The topic of conversation Friday evening is the new top cop in the city — Police Chief Medaria Arradondo.

“I am so excited from what I’ve read about him, heard about him,” said Minneapolis resident Brenda Nolen. “He is going to be great.”

Nolen believes Chief Arradondo — the first African-American police chief in the city’s history — is the right man to lead the department.

“I’ve seen him out in the community already, so I think he is going to do good talking with people and asking questions on where he can help at,” Nolen said.

Many who call the city’s north side home know the problems with crime, and hope Chief Arradondo will be the one to make reducing the violence a priority.

Rob Hanson, executive director of the West Broadway Business and Area Coalition, says he hopes the new chief brings with him a new approach.

Minneapolis Police Chief Medaria Arradondo (credit: CBS)

“Interested to see what sorts of ideas he has to change some of the dynamics between the relationship between the community and the police department,” Hanson said.

For others, Chief Arradondo gives them hope.

“It’s inspiring to know that he came up through the ranks,” said Manu Lewis of Neighborhood Organizing for Change.

Arradondo has served the people as a police officer in several different roles for 28 years.

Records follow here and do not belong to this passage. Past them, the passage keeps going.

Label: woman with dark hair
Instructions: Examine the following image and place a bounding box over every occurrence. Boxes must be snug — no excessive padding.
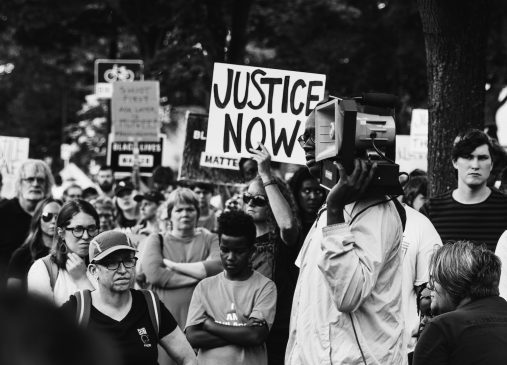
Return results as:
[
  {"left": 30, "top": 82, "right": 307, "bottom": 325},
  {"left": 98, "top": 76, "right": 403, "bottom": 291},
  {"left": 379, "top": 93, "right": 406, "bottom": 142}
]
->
[
  {"left": 28, "top": 200, "right": 99, "bottom": 305},
  {"left": 7, "top": 198, "right": 62, "bottom": 290},
  {"left": 289, "top": 166, "right": 327, "bottom": 240},
  {"left": 413, "top": 241, "right": 507, "bottom": 365},
  {"left": 247, "top": 144, "right": 300, "bottom": 365}
]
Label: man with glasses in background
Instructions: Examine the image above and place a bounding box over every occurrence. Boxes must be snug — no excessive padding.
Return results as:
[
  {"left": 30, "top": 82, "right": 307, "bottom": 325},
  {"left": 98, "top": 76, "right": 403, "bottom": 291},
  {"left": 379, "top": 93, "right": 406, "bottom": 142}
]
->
[
  {"left": 62, "top": 231, "right": 197, "bottom": 365},
  {"left": 0, "top": 159, "right": 54, "bottom": 286}
]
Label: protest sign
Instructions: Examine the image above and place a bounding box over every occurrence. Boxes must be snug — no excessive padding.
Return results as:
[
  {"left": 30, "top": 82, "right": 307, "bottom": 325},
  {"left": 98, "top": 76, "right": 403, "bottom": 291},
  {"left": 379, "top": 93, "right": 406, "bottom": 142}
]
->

“I will continue to treat the men and women of this department with the respect and dignity that I would want to have and that I expect our community members to be treated with,” Arradondo said.

With policing and race hot topics across the country, people who have worked with the new chief hope he does not change who he is.

“A lot of people like him because he deals with them on a human level and nothing superficial,” Lewis said.

Some say his biggest challenge as top cop should be easy for him to conquer.

“Making choices and decisions that benefit the whole, the collective,” Lewis said.

Chief Arradondo has always said he was taught that his race should not hold him back.

He is now chief of a department that historically has had issues with diversity.

He has been outspoken about it in the past, and some believe he will work to make sure the department truly reflects the people it serves.